The Query Plan (BEFORE a fix)

                                                      QUERY PLAN
----------------------------------------------------------------------------------------------------------------------
 Seq Scan on orders  (cost=0.00..38455.00 rows=55 width=102) (actual time=0.025..289.431 rows=55 loops=1)
   Filter: (customer_id = 12345)
   Rows Removed by Filter: 1999945
 Planning Time: 0.098 ms
 Execution Time: 289.512 ms

Why is this a problem?

  1. Look at this line: Seq Scan on orders.

    • A Seq Scan (Sequential Scan) means that PostgreSQL had to read all 2 million rows of the orders table, one by one, from start to finish.
  2. The Warning Signs:

    • Execution Time: **289.512 ms**: The query took a very long time (about 0.3 seconds) just to find one customer's orders.
    • Rows Removed by Filter: **1999945**: This is the clearest sign of a problem! The system had to read 2 million rows and then throw away almost all of them to keep only the 55 rows it needed.

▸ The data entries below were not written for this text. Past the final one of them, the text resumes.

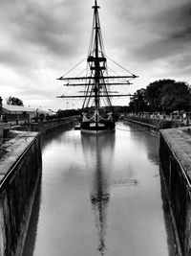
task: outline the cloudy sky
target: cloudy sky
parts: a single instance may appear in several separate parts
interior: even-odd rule
[[[94,0],[0,0],[4,103],[14,96],[31,107],[57,110],[66,108],[66,102],[69,107],[81,106],[82,100],[55,98],[67,93],[56,78],[87,56],[93,4]],[[190,0],[99,0],[98,4],[107,56],[139,76],[124,92],[133,93],[159,79],[191,84]],[[125,101],[116,99],[114,104]]]

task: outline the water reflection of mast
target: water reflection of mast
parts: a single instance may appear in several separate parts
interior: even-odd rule
[[[99,244],[97,249],[100,255],[105,254],[105,237],[106,237],[106,216],[107,206],[109,204],[109,178],[103,160],[108,166],[107,158],[111,159],[111,152],[114,148],[115,134],[104,134],[103,136],[82,136],[82,145],[84,151],[91,154],[96,153],[95,176],[93,180],[93,192],[91,194],[92,208],[96,216],[96,225],[98,230]],[[91,150],[91,151],[90,151]],[[112,150],[112,151],[111,151]],[[104,152],[107,154],[105,155]],[[110,170],[109,170],[110,171]]]

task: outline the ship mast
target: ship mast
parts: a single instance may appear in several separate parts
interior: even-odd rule
[[[108,105],[112,108],[111,98],[132,96],[131,94],[112,94],[108,91],[108,85],[129,85],[128,80],[138,78],[138,76],[130,73],[127,76],[109,76],[107,72],[107,58],[104,53],[103,40],[100,29],[97,1],[95,0],[93,32],[89,47],[87,62],[89,65],[90,74],[86,77],[66,78],[64,76],[57,80],[69,81],[66,86],[86,86],[85,94],[83,95],[61,95],[57,98],[84,98],[83,107],[90,104],[90,100],[94,99],[95,108],[98,112],[100,108],[100,99],[105,99]],[[105,74],[106,73],[106,74]],[[119,80],[119,81],[115,81]],[[120,81],[122,80],[122,81]],[[124,81],[124,80],[126,80]],[[81,82],[76,82],[81,81]],[[113,82],[111,82],[113,81]],[[74,83],[72,83],[74,82]],[[96,120],[97,123],[97,120]]]

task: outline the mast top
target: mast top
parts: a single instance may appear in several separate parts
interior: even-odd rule
[[[100,7],[97,6],[96,0],[95,0],[95,6],[93,6],[93,9],[97,10],[97,9],[99,9],[99,8],[100,8]]]

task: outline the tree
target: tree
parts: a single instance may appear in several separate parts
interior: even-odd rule
[[[163,96],[163,87],[167,84],[173,84],[175,82],[174,80],[159,80],[154,82],[151,82],[146,87],[146,101],[150,105],[151,111],[161,111],[161,98]]]
[[[189,85],[183,81],[165,84],[161,90],[161,105],[169,112],[189,110],[191,107]]]
[[[136,112],[148,111],[148,104],[145,100],[146,89],[137,90],[130,99],[130,109]]]
[[[18,98],[10,96],[7,100],[7,105],[24,105],[23,101]]]

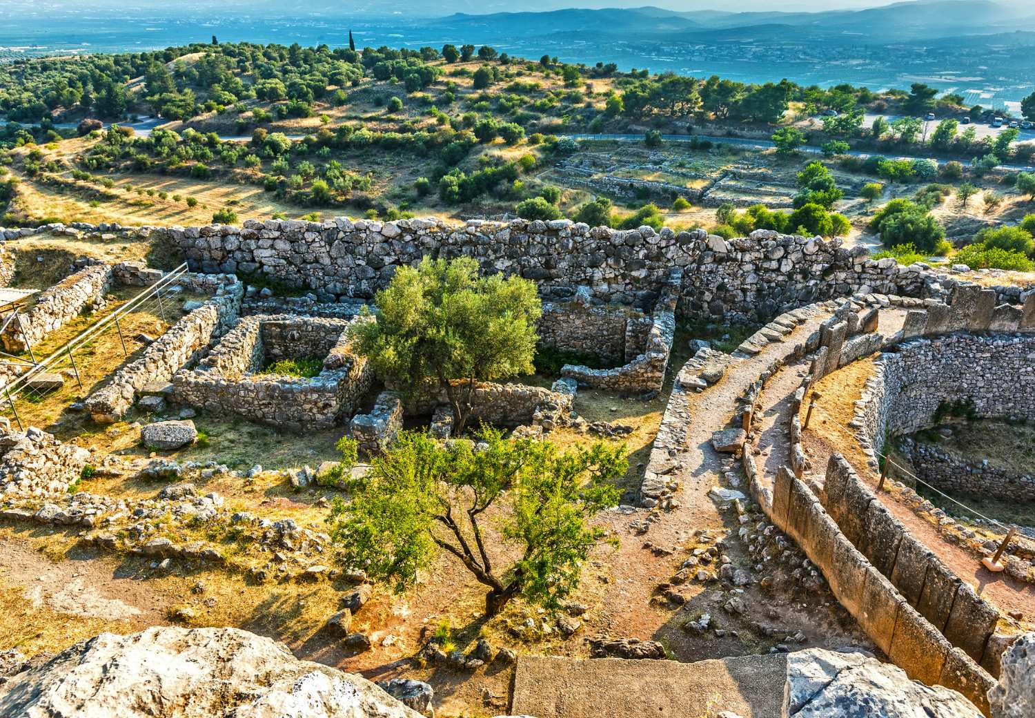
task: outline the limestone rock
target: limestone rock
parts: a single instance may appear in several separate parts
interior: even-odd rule
[[[999,684],[988,691],[993,718],[1035,716],[1035,633],[1003,652]]]
[[[743,429],[722,429],[712,434],[712,447],[717,452],[734,453],[739,451],[747,440],[747,432]]]
[[[377,685],[383,688],[388,695],[398,698],[414,711],[425,716],[435,715],[432,708],[435,691],[423,681],[388,679],[387,681],[378,681]]]
[[[140,430],[140,439],[151,449],[181,449],[198,440],[198,430],[189,420],[155,422]]]
[[[49,718],[417,718],[373,683],[235,628],[101,633],[2,689],[0,715]]]
[[[810,649],[788,655],[782,716],[980,718],[981,712],[959,693],[911,681],[890,663]]]

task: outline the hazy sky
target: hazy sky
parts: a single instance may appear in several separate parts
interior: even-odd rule
[[[930,2],[933,0],[920,0]],[[996,0],[1005,5],[1027,5],[1029,0]],[[240,11],[246,15],[292,13],[306,16],[387,15],[408,12],[416,16],[446,16],[453,12],[503,12],[523,10],[552,10],[563,7],[642,7],[652,5],[672,10],[715,9],[724,11],[758,10],[828,10],[841,8],[877,7],[892,4],[894,0],[0,0],[0,12],[29,10],[32,15],[67,10],[89,13],[91,9],[119,9],[126,15],[153,11],[160,17],[187,12],[223,15]]]

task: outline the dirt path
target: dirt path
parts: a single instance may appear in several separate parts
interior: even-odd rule
[[[734,362],[717,383],[700,394],[687,395],[687,449],[673,457],[681,478],[681,488],[675,494],[679,506],[655,514],[656,520],[640,537],[629,530],[628,524],[642,520],[643,513],[612,522],[621,535],[621,546],[609,562],[612,575],[603,586],[601,603],[610,607],[609,624],[614,635],[660,640],[670,655],[681,661],[765,653],[795,634],[801,636],[801,643],[809,645],[868,643],[828,592],[805,592],[800,581],[772,565],[766,570],[773,571],[776,578],[768,587],[762,587],[761,575],[756,572],[758,559],[738,536],[742,523],[729,505],[717,504],[708,493],[714,486],[746,491],[739,462],[732,454],[720,454],[712,448],[712,434],[729,425],[744,390],[827,316],[821,313],[807,319],[786,341]],[[720,557],[750,573],[752,580],[734,588],[721,581],[702,583],[691,579],[679,586],[686,603],[673,612],[655,595],[659,582],[666,585],[694,548],[712,544],[718,547]],[[714,572],[714,565],[702,566]],[[691,575],[694,571],[690,569]],[[724,603],[731,597],[742,600],[742,614],[726,610]],[[683,630],[683,624],[703,613],[711,616],[713,628],[718,630]]]
[[[885,314],[888,314],[887,319]],[[884,334],[897,331],[901,312],[882,312],[881,329]],[[880,477],[867,464],[854,434],[847,425],[854,415],[854,405],[862,394],[866,379],[871,375],[873,362],[861,360],[844,367],[817,385],[821,398],[820,411],[812,414],[807,430],[802,432],[802,443],[810,468],[806,478],[821,485],[830,455],[838,452],[848,459],[859,476],[873,487]],[[957,576],[971,583],[975,591],[995,603],[1002,611],[1021,611],[1026,619],[1035,619],[1035,585],[1016,581],[1005,574],[993,574],[965,548],[948,542],[926,519],[918,516],[895,492],[884,491],[879,497],[924,545],[933,550]]]

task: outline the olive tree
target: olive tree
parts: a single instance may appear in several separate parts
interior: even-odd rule
[[[556,607],[604,536],[590,519],[618,502],[609,482],[627,470],[625,448],[597,442],[561,454],[550,441],[484,428],[477,438],[439,443],[401,432],[362,490],[331,505],[338,557],[403,591],[444,551],[489,587],[485,615],[518,596]]]
[[[533,371],[542,303],[530,280],[480,277],[470,257],[424,257],[416,267],[400,267],[375,307],[374,321],[353,324],[353,347],[404,397],[437,385],[456,434],[471,415],[476,381]]]

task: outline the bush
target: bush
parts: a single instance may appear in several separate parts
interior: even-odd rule
[[[551,204],[557,204],[561,201],[561,189],[556,188],[553,184],[548,184],[539,191],[539,197],[546,200]]]
[[[230,207],[224,207],[223,209],[219,209],[212,213],[212,223],[217,225],[237,224],[237,212],[235,212]]]
[[[974,236],[975,243],[983,243],[988,249],[1018,252],[1029,257],[1035,253],[1035,240],[1022,227],[986,227]]]
[[[561,210],[542,197],[533,197],[521,202],[514,211],[524,220],[559,220]]]
[[[972,269],[1032,270],[1032,261],[1019,252],[986,247],[982,242],[968,245],[956,253],[953,260]]]
[[[906,266],[909,266],[914,262],[922,262],[924,260],[923,255],[916,251],[916,246],[913,242],[895,245],[891,249],[877,252],[870,256],[873,259],[886,259],[891,257],[899,264],[904,264]]]
[[[656,204],[645,204],[635,210],[624,220],[622,220],[618,228],[619,229],[638,229],[643,226],[651,227],[654,231],[661,229],[664,225],[664,218],[661,217],[661,210],[658,209]]]
[[[592,202],[587,202],[579,207],[574,220],[575,222],[584,222],[590,227],[610,227],[611,211],[611,200],[607,197],[597,197]]]

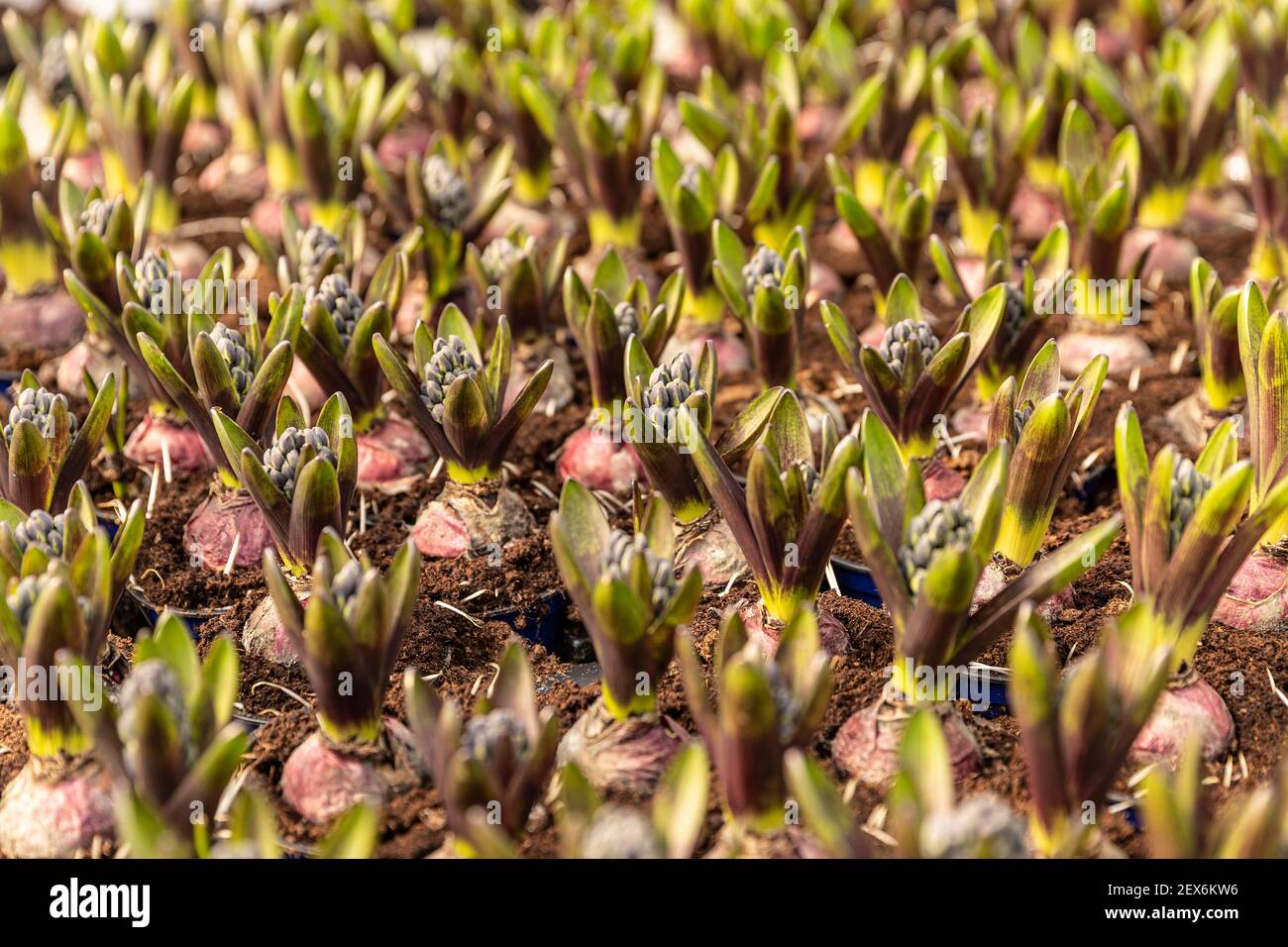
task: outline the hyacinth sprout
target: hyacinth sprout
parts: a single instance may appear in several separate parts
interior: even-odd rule
[[[408,667],[407,722],[447,809],[457,854],[510,854],[545,791],[559,746],[559,718],[537,709],[523,646],[510,643],[492,687],[464,719]]]
[[[997,551],[1018,566],[1042,546],[1108,371],[1109,359],[1096,356],[1061,393],[1060,350],[1050,339],[1018,384],[1012,375],[997,390],[988,446],[1011,443]]]
[[[0,588],[10,595],[10,609],[19,624],[61,563],[71,564],[84,606],[86,649],[93,652],[88,657],[97,657],[134,571],[143,521],[143,504],[135,500],[116,535],[108,539],[84,481],[72,487],[66,509],[57,515],[43,509],[23,514],[0,501]]]
[[[644,280],[631,280],[621,255],[609,247],[590,286],[573,267],[564,271],[563,300],[568,329],[590,370],[594,406],[612,411],[626,397],[622,366],[629,340],[634,338],[656,359],[675,331],[684,305],[684,272],[671,273],[652,299]]]
[[[158,258],[144,258],[144,263]],[[273,417],[291,376],[291,338],[300,325],[303,300],[292,286],[269,300],[272,317],[260,334],[254,312],[232,329],[201,308],[161,320],[137,303],[126,305],[126,322],[139,331],[135,349],[148,378],[183,412],[201,437],[227,487],[241,484],[241,464],[227,455],[214,411],[236,423],[255,445],[272,434]]]
[[[715,167],[681,162],[663,135],[653,135],[658,204],[671,229],[671,242],[680,251],[685,274],[683,314],[699,326],[719,326],[724,299],[715,285],[714,229],[716,219],[728,219],[738,193],[738,161],[733,148],[720,149]]]
[[[1207,407],[1226,411],[1247,393],[1239,362],[1239,290],[1226,290],[1202,256],[1190,265],[1190,316]]]
[[[680,408],[681,443],[747,558],[769,617],[792,618],[818,595],[832,546],[845,526],[845,477],[859,463],[858,441],[837,441],[824,420],[815,465],[809,424],[791,392],[778,398],[738,483],[692,408]]]
[[[898,856],[1028,857],[1024,821],[1006,803],[992,792],[954,796],[952,755],[939,718],[933,710],[916,710],[899,743],[899,772],[886,794],[886,826]],[[808,809],[805,814],[809,818]]]
[[[1016,188],[1046,125],[1047,100],[1042,91],[1027,91],[1020,82],[998,76],[996,98],[976,103],[967,113],[951,70],[935,68],[930,85],[935,122],[961,179],[962,241],[983,255],[993,228],[1010,224]]]
[[[1140,188],[1141,146],[1132,126],[1109,143],[1100,143],[1096,124],[1077,100],[1068,104],[1060,122],[1060,167],[1057,184],[1064,219],[1072,234],[1070,256],[1077,312],[1103,322],[1121,322],[1131,312],[1131,299],[1119,283],[1105,294],[1095,291],[1094,280],[1117,281],[1123,237],[1136,216]],[[1142,253],[1127,276],[1140,277]]]
[[[692,523],[711,509],[711,496],[684,446],[680,412],[688,410],[703,434],[711,433],[711,406],[716,396],[716,350],[711,341],[698,363],[688,352],[653,365],[639,339],[626,345],[626,437],[648,473],[649,484],[666,497],[675,518]],[[757,394],[738,412],[715,443],[725,464],[734,465],[750,451],[765,428],[783,389]]]
[[[1195,182],[1224,152],[1239,86],[1239,54],[1215,19],[1190,35],[1168,27],[1148,58],[1128,53],[1119,71],[1084,57],[1086,100],[1113,128],[1140,135],[1142,227],[1179,227]]]
[[[1197,460],[1168,446],[1150,464],[1136,408],[1126,402],[1118,411],[1114,456],[1132,589],[1171,636],[1173,671],[1194,661],[1217,600],[1288,510],[1288,479],[1257,496],[1255,464],[1238,454],[1235,421],[1226,419]]]
[[[914,285],[920,280],[922,249],[934,224],[942,187],[935,170],[940,166],[939,158],[947,160],[943,151],[942,131],[926,135],[911,174],[898,167],[881,173],[886,180],[877,188],[871,205],[859,196],[864,191],[859,178],[868,166],[860,164],[851,179],[835,155],[827,156],[836,213],[863,249],[877,286],[889,286],[900,273]]]
[[[332,269],[304,300],[304,314],[294,336],[296,354],[322,390],[344,394],[359,432],[385,415],[384,374],[372,339],[393,332],[408,267],[407,254],[394,249],[365,290],[358,276]]]
[[[399,546],[383,576],[366,555],[350,553],[341,533],[328,526],[321,532],[303,603],[270,549],[264,550],[264,581],[317,691],[322,732],[337,743],[375,742],[385,688],[420,589],[416,546]],[[350,680],[352,688],[336,688],[341,679]]]
[[[506,408],[509,322],[504,316],[498,320],[484,366],[469,321],[452,304],[439,316],[437,338],[424,322],[416,326],[415,374],[383,335],[376,335],[374,344],[407,416],[443,457],[448,475],[457,483],[492,481],[501,474],[510,443],[554,372],[554,362],[546,359]]]
[[[1051,630],[1025,604],[1010,651],[1011,713],[1029,768],[1038,853],[1073,857],[1094,843],[1086,804],[1100,807],[1167,683],[1171,642],[1146,602],[1101,633],[1099,646],[1061,675]]]
[[[153,90],[142,73],[122,82],[103,66],[95,55],[84,59],[82,104],[98,129],[107,192],[137,201],[140,183],[151,178],[147,224],[158,233],[169,233],[179,223],[174,180],[196,82],[183,75]]]
[[[520,340],[540,339],[556,313],[567,259],[567,234],[542,251],[532,234],[515,227],[482,251],[470,244],[465,272],[484,313],[504,312]]]
[[[117,825],[133,857],[210,854],[220,796],[250,746],[232,719],[236,700],[233,643],[215,639],[202,661],[188,627],[164,612],[135,643],[117,702],[75,705],[117,786]]]
[[[876,412],[862,421],[863,463],[846,484],[854,536],[895,627],[894,682],[921,666],[965,665],[992,647],[1025,599],[1045,602],[1094,566],[1122,527],[1106,519],[1025,569],[992,600],[971,611],[975,586],[992,558],[1012,461],[1009,442],[989,450],[961,496],[925,499],[921,473],[905,463]],[[898,666],[904,658],[911,665]],[[943,697],[938,697],[943,700]]]
[[[363,148],[363,167],[395,232],[420,228],[420,262],[429,280],[429,301],[451,292],[460,277],[465,246],[478,240],[510,196],[513,161],[514,144],[505,142],[471,174],[439,148],[425,156],[408,156],[399,184],[380,166],[376,152]]]
[[[882,698],[842,725],[833,758],[864,782],[886,785],[898,770],[898,741],[887,731],[907,723],[909,706],[930,703],[951,728],[954,770],[972,772],[979,750],[961,720],[947,713],[943,702],[952,700],[954,676],[942,671],[978,660],[1010,627],[1021,603],[1041,604],[1091,568],[1122,519],[1091,527],[976,603],[1002,521],[1010,442],[984,456],[958,499],[926,501],[920,468],[903,460],[875,412],[864,415],[862,437],[862,468],[850,472],[846,493],[854,537],[894,624],[894,667]]]
[[[264,514],[286,567],[303,573],[323,531],[343,533],[358,483],[358,443],[343,394],[332,394],[310,425],[291,398],[282,398],[263,447],[233,417],[210,410],[231,469]]]
[[[792,229],[779,254],[764,244],[748,253],[723,220],[712,228],[712,276],[725,304],[751,332],[761,384],[795,388],[800,322],[809,291],[805,231]]]
[[[1248,441],[1252,461],[1252,506],[1258,508],[1288,472],[1288,411],[1283,379],[1288,376],[1288,314],[1266,307],[1255,280],[1239,294],[1239,361],[1248,397]],[[1269,524],[1261,542],[1288,536],[1288,513]]]
[[[577,481],[564,481],[550,517],[559,575],[577,603],[603,669],[603,700],[617,719],[657,703],[671,664],[675,629],[702,597],[702,576],[675,576],[675,527],[666,501],[654,499],[641,530],[614,530],[599,501]]]
[[[104,197],[97,187],[81,191],[63,177],[58,182],[57,214],[39,191],[31,195],[36,220],[67,267],[67,291],[89,316],[90,330],[118,352],[129,349],[129,344],[117,329],[124,303],[116,282],[117,260],[121,255],[134,260],[143,253],[152,191],[151,175],[144,175],[133,201],[121,195]]]
[[[17,295],[54,283],[58,277],[53,245],[36,220],[32,195],[39,191],[40,160],[52,162],[57,174],[66,157],[77,111],[68,99],[54,120],[45,155],[28,153],[27,137],[18,121],[26,82],[14,72],[0,97],[0,220],[5,238],[0,244],[0,272]]]
[[[832,667],[819,649],[813,611],[801,608],[787,622],[773,657],[747,635],[737,612],[728,615],[710,689],[688,633],[676,639],[676,651],[689,709],[734,823],[751,832],[783,828],[783,754],[814,740],[832,693]]]
[[[416,80],[404,76],[386,89],[380,66],[339,72],[321,59],[307,58],[305,64],[312,68],[282,76],[286,128],[309,197],[309,218],[334,228],[362,189],[362,171],[371,174],[367,151],[398,122]]]
[[[604,803],[576,763],[559,770],[559,844],[567,858],[690,858],[707,817],[711,764],[702,743],[680,750],[652,812]]]
[[[116,387],[112,375],[79,423],[66,394],[41,387],[27,370],[12,389],[13,407],[0,430],[0,499],[23,513],[61,510],[98,454]]]
[[[13,509],[5,510],[0,523],[0,658],[5,665],[58,667],[75,660],[98,665],[142,537],[142,504],[134,504],[113,542],[98,524],[84,483],[57,522],[52,517],[46,522],[43,513],[23,521]],[[89,749],[90,737],[68,701],[21,700],[18,709],[27,719],[33,755],[55,759]]]
[[[957,260],[939,234],[930,237],[929,251],[935,273],[953,301],[958,305],[970,304],[971,294],[958,271]],[[1063,292],[1063,286],[1069,278],[1069,228],[1061,220],[1047,232],[1033,250],[1033,255],[1024,260],[1018,282],[1010,281],[1012,265],[1010,241],[1002,227],[997,225],[989,234],[988,247],[984,251],[983,286],[988,289],[1005,283],[1006,307],[1002,311],[1002,323],[993,336],[993,345],[975,372],[975,387],[984,405],[993,401],[997,389],[1007,378],[1011,375],[1020,378],[1046,316],[1052,308],[1051,300]]]
[[[922,317],[921,303],[900,276],[886,298],[885,335],[878,347],[859,339],[835,303],[820,304],[828,338],[863,384],[872,410],[894,433],[904,457],[935,452],[939,417],[993,347],[1006,312],[1007,287],[996,285],[967,305],[947,341]]]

This is a huge waste of resources.
  3. The Root Cause:

    • Because there is no "table of contents" (an index) for the customer_id column, the database has no choice but to "read the whole book" (scan the entire table) to find the pages it needs.

The Solution

  • Action: Create an index on the customer_id column to speed up searches.
  • Command:
    sql
    CREATE INDEX idx_orders_customer_id ON orders(customer_id);

The Query Plan (AFTER the fix)

Now, let's run the same EXPLAIN ANALYZE query again:

                                                            QUERY PLAN
----------------------------------------------------------------------------------------------------------------------------------
 Bitmap Heap Scan on orders  (cost=15.25..359.85 rows=55 width=102) (actual time=0.065..0.123 rows=55 loops=1)
   Recheck Cond: (customer_id = 12345)
   Heap Blocks: exact=52
   ->  Bitmap Index Scan on idx_orders_customer_id  (cost=0.00..15.24 rows=55 width=0) (actual time=0.045..0.045 rows=55 loops=1)
         Index Cond: (customer_id = 12345)
 Planning Time: 0.155 ms
 Execution Time: 0.151 ms

Analyzing the Result

  1. The Big Change: The plan changed from a Seq Scan to a Bitmap Heap Scan combined with a Bitmap Index Scan.

    • Bitmap Index Scan: The system used our new index, idx_orders_customer_id, to quickly find the locations of all 55 rows where customer_id = 12345.
    • Bitmap Heap Scan: After getting the list of locations, it efficiently went to the table to get the data for only those rows.
  2. Performance Comparison:

    • Execution Time: Dropped from 289.512 ms down to just 0.151 ms. That's 1900 times faster!
    • Cost (Estimated Cost): The maximum estimated cost dropped from 38455.00 to just 359.85.

Conclusion

By adding a simple index to a column that is frequently used for filtering, we completely fixed the bottleneck, making the query thousands of times faster.